ATLANTA - Communities In Schools (CIS) of Atlanta, the nation's first dropout prevention program, was recently awarded $92,000 by Fulton County Commissioners as part of the Fulton County Community Services Program (CSP) 2017 Funding Program. The organization was chosen and scored based on requirements met in the grant application process, and was evaluated by the CSP Evaluation Committee composed of 33 evaluators, which included 12 internal county staff and 21 external subject matter experts. CIS of Atlanta's funds will go towards three Fulton County schools, where the CIS program was recently added, including Heritage Elementary, Woodland Middle School, and McNair Middle School.

"It's all about the students, their needs and making sure they succeed in life," said CIS of Atlanta's CEO Frank Brown. "We're thrilled to see our organization growing and increasing our wrap-around services. We're currently supporting more than 60 schools and are looking to expand that number."
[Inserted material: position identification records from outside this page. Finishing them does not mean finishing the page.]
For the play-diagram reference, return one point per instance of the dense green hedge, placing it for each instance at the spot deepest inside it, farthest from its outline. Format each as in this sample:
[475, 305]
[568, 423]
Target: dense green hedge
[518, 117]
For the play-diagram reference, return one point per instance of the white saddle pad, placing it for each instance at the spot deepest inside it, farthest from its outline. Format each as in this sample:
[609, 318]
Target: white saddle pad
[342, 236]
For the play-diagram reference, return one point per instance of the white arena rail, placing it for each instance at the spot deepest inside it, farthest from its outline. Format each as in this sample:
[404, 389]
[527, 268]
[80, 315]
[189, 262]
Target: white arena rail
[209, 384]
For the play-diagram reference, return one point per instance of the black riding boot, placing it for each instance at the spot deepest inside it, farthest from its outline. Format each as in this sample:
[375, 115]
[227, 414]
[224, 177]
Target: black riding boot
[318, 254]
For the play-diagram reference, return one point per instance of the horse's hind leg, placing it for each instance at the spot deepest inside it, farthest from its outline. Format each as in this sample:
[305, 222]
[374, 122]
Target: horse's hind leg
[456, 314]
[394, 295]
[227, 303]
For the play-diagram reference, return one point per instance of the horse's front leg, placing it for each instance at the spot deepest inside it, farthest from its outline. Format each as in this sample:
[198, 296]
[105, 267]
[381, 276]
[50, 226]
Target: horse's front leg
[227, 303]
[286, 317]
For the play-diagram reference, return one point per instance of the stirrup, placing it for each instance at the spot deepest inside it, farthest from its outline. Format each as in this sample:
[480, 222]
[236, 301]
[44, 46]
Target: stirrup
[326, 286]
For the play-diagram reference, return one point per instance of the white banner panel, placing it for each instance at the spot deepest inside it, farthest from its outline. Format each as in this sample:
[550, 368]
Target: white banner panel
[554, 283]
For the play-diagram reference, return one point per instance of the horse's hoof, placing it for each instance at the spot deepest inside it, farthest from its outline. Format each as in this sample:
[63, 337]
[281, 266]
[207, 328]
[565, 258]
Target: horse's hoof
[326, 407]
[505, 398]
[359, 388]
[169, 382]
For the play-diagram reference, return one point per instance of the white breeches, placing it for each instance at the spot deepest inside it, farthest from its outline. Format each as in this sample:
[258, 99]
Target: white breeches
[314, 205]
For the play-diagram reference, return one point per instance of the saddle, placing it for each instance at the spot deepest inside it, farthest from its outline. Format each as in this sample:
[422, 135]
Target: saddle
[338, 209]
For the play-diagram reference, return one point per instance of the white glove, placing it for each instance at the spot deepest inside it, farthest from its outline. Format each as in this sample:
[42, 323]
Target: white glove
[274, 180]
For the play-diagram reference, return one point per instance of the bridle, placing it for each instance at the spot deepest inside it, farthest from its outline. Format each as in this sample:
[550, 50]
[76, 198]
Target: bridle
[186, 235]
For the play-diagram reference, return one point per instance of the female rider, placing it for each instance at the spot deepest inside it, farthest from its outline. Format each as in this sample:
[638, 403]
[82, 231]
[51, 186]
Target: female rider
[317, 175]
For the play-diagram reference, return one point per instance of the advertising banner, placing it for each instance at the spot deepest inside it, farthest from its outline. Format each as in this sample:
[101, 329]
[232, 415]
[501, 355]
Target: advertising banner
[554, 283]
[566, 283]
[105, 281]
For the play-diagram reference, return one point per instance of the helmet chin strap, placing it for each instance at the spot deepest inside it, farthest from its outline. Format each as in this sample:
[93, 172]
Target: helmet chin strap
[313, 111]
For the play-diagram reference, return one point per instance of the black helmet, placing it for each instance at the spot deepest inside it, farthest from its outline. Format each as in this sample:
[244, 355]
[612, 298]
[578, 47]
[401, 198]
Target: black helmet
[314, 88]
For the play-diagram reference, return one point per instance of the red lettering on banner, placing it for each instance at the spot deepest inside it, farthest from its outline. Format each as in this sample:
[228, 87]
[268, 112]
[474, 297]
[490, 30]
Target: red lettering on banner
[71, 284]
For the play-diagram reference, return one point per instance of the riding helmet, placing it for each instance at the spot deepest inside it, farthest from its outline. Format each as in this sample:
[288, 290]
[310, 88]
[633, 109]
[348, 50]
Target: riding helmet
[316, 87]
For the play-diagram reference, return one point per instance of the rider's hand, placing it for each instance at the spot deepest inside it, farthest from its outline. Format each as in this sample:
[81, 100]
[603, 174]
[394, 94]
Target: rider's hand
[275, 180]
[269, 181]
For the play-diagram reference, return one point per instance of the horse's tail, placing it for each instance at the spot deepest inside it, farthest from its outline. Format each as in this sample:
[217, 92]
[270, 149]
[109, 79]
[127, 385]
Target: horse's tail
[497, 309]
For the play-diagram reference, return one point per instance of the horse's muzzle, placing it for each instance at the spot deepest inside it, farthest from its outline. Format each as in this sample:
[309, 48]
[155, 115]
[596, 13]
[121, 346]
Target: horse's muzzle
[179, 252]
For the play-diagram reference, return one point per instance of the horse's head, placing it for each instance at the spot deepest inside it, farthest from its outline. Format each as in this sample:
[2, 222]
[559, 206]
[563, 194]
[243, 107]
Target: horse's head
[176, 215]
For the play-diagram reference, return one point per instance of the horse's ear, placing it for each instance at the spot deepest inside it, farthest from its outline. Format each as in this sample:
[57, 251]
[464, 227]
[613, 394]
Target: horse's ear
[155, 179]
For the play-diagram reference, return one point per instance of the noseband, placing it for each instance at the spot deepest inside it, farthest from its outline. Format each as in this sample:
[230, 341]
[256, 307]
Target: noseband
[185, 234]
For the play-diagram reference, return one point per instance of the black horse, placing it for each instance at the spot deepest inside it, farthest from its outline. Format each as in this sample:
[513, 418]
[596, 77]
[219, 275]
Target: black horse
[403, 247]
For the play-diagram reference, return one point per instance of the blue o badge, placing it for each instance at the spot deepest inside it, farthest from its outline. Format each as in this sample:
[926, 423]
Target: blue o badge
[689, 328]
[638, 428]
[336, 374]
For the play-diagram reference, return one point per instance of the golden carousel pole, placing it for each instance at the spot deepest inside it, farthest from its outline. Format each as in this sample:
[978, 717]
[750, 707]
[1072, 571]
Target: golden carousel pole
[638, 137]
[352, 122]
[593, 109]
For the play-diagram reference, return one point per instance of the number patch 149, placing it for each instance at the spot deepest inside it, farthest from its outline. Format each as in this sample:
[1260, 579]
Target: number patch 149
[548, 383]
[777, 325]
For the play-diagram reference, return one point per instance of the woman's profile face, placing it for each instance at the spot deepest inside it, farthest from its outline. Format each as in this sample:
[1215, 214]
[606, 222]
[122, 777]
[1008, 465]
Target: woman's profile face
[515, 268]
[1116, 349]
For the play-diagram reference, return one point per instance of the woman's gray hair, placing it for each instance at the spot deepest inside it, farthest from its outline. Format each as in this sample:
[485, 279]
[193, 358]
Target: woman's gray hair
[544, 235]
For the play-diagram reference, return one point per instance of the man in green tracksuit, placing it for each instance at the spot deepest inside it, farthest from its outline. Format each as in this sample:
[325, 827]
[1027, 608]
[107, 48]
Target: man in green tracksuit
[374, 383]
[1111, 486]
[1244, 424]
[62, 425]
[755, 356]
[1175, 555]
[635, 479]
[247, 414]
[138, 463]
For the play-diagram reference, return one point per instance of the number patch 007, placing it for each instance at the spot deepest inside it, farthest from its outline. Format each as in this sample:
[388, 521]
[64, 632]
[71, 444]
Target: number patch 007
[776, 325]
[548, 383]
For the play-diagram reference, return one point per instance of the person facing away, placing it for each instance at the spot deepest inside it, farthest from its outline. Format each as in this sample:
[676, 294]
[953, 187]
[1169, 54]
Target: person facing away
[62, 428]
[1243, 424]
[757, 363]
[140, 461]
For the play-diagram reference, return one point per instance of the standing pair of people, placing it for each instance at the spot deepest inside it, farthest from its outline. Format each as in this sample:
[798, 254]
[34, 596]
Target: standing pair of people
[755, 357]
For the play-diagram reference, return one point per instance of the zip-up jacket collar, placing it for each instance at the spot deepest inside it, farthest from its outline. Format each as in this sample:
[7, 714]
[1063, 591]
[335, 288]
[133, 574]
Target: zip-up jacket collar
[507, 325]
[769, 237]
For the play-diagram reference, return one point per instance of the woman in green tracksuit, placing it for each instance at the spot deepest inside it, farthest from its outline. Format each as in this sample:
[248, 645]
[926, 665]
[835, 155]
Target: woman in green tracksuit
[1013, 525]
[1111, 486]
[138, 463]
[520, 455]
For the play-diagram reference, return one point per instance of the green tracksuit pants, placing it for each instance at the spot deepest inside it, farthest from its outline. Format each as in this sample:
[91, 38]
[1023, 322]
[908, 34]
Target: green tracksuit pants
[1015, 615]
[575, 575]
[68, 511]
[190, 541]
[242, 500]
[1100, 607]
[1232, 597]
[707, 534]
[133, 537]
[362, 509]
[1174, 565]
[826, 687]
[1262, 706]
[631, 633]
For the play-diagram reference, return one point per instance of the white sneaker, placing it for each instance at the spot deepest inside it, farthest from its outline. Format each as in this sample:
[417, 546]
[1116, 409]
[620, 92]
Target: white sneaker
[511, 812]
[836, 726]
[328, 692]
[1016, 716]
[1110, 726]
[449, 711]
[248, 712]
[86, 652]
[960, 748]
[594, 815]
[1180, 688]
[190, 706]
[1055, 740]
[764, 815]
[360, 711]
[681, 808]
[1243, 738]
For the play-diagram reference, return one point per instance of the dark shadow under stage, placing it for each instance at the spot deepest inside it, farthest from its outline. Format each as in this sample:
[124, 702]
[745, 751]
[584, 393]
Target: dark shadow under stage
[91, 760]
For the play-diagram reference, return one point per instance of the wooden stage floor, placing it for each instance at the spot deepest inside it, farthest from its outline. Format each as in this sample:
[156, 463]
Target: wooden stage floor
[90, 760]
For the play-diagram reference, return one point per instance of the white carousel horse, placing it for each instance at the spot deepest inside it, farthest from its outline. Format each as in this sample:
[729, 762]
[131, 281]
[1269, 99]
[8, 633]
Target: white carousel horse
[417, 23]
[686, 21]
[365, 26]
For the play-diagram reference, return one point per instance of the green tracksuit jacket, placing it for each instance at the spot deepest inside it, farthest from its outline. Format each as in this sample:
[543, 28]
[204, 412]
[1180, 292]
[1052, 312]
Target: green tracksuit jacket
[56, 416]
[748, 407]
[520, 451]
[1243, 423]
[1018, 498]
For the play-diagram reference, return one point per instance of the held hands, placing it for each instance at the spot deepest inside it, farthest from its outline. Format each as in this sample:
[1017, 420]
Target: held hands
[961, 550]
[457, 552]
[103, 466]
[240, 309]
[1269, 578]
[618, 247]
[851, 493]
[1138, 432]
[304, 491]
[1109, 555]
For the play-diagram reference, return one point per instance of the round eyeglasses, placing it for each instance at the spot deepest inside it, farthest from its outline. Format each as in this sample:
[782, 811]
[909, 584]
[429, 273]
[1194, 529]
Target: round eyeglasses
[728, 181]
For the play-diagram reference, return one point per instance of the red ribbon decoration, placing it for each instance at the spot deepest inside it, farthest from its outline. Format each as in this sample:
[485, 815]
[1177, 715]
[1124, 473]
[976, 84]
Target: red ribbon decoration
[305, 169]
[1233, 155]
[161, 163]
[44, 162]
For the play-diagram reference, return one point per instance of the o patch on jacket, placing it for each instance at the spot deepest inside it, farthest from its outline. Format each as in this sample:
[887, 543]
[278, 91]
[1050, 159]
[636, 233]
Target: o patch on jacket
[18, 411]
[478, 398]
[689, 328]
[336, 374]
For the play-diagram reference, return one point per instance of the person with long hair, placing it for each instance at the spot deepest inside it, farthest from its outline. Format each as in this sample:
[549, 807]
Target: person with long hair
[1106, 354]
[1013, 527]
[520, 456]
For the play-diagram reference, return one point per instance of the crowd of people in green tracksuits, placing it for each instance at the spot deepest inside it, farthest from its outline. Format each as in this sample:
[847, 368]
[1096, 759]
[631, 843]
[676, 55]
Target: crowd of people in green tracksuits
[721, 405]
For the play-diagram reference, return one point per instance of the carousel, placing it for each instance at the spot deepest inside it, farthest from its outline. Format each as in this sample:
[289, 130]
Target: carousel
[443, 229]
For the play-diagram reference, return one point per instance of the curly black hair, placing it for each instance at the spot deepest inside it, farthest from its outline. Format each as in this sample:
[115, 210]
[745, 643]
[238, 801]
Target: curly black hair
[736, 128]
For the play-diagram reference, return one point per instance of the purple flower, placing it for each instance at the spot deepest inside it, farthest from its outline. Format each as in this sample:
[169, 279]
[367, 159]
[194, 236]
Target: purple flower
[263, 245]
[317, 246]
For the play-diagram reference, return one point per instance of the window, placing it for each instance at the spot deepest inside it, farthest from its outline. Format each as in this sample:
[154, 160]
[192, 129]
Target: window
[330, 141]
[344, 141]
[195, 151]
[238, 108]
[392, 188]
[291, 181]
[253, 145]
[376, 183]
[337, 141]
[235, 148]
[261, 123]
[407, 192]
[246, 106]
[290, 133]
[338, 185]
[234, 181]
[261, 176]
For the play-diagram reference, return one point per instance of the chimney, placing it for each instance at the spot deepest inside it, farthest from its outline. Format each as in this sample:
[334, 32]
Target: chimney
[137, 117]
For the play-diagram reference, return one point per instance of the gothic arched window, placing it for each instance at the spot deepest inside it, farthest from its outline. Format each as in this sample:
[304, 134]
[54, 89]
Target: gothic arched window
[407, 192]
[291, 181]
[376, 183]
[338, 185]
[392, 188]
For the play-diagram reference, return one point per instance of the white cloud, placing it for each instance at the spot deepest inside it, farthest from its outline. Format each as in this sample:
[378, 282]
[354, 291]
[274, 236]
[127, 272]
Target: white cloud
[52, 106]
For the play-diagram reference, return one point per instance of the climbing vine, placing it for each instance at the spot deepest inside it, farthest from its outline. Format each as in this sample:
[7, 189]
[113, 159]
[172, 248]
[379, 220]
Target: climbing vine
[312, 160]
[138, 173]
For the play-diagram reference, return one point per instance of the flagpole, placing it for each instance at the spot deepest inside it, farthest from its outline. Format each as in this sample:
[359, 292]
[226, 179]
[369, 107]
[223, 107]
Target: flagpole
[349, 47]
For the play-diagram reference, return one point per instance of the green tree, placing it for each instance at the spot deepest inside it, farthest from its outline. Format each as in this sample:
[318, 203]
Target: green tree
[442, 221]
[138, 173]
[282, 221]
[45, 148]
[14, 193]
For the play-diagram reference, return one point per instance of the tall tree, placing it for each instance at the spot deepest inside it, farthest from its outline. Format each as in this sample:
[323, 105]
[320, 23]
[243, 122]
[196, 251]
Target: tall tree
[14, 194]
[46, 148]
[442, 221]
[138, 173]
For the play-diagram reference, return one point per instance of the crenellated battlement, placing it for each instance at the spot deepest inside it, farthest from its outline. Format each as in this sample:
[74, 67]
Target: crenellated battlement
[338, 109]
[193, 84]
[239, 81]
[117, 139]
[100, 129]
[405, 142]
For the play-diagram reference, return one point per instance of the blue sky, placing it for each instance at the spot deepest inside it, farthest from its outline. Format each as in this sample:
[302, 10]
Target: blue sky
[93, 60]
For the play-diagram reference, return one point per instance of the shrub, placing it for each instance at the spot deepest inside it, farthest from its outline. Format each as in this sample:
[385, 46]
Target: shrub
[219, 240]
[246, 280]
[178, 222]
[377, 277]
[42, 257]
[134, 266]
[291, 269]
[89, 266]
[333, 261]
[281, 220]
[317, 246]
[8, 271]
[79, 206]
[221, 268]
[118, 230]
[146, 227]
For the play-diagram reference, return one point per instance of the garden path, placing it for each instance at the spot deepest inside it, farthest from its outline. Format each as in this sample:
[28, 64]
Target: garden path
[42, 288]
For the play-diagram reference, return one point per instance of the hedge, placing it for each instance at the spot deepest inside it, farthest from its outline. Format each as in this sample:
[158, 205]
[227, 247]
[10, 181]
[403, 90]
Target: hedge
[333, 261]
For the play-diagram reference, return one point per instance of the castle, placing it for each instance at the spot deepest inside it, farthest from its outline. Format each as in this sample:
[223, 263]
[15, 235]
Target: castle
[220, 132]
The CSP funding supports delivery of the community-based services to Fulton County residents in the areas of Children and Youth Services; Services for People with Disabilities; Economic Stability/Poverty; Homelessness; and Senior Services. CIS of Atlanta is one of 71 nonprofits that received funding, all who will be required to provide performance data demonstrating how they have maximized investment of taxpayer dollars in service to Fulton County residents. Staff from the Department of Housing and Community Development will conduct site visits to monitor the contract compliance of operations, programming, and services. CIS of Atlanta site coordinators began working and providing wrap-around support in the Fulton County schools this month, with a first goal of building strong relationships with students, parents, educators, and community members. The site coordinators are located in the school building, where they are able to identify barriers that prevent students from succeeding in school and address those barriers by mobilizing community resources to meet students’ needs – all while empowering students to realize their potential. “Every kid deserves a chance and our site coordinators are there every step of the way to show them that they are capable of achieving anything,” Brown says.